According to LMCU, the payday loan pilot saved 1,219 borrowers collectively saved £145,000, or £119 each, compared to borrowing from a high-cost payday lender. The credit union developed its payday and short-term loan products in response to increased use of payday lenders in the London boroughs it serves. Following the completion of the pilot London Mutual Credit Union made its payday loan facility available to anyone living or working in the London boroughs of Southwark, Lambeth, City of Westminster and Camden. Like high-cost payday lenders the credit union allows borrowers to take out a CUOK payday loan online.

=== Regulation ===
Registered under the Industrial and Provident Societies Acts, London Mutual Credit Union is a member of the Association of British Credit Unions Limited.

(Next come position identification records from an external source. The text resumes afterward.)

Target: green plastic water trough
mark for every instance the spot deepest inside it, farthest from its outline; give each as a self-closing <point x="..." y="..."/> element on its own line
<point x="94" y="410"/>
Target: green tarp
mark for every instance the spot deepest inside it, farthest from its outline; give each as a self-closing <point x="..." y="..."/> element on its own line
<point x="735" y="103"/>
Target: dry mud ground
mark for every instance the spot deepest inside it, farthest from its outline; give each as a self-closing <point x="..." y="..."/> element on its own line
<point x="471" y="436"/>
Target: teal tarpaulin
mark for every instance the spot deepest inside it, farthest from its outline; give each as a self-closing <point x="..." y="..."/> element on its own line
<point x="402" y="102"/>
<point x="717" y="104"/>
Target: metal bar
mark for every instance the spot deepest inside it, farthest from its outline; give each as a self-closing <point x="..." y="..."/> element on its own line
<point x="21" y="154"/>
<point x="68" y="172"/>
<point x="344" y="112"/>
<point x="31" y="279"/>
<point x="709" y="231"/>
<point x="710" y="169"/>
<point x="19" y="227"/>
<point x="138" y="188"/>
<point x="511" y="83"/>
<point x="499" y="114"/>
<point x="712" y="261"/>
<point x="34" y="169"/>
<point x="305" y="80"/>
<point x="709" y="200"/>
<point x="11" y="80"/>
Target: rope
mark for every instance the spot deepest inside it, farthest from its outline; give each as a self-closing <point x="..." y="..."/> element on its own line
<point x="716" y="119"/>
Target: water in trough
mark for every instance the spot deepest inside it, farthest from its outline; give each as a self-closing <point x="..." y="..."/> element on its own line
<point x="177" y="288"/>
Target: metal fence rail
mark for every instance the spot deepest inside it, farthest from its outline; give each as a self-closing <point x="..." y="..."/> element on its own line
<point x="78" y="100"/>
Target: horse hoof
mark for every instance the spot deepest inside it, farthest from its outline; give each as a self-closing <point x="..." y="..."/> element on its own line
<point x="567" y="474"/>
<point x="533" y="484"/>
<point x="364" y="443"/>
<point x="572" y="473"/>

As a financial institution, it is authorised by the Prudential Regulation Authority and regulated by the Financial Conduct Authority and PRA, who also regulate banks, building societies and insurance companies. London Mutual is also a member of the Financial Services Compensation Scheme. The Financial Services Compensation Scheme can pay compensation to depositors if a credit union is unable to meet its financial obligations. Most depositors – including most individuals and small businesses – are covered.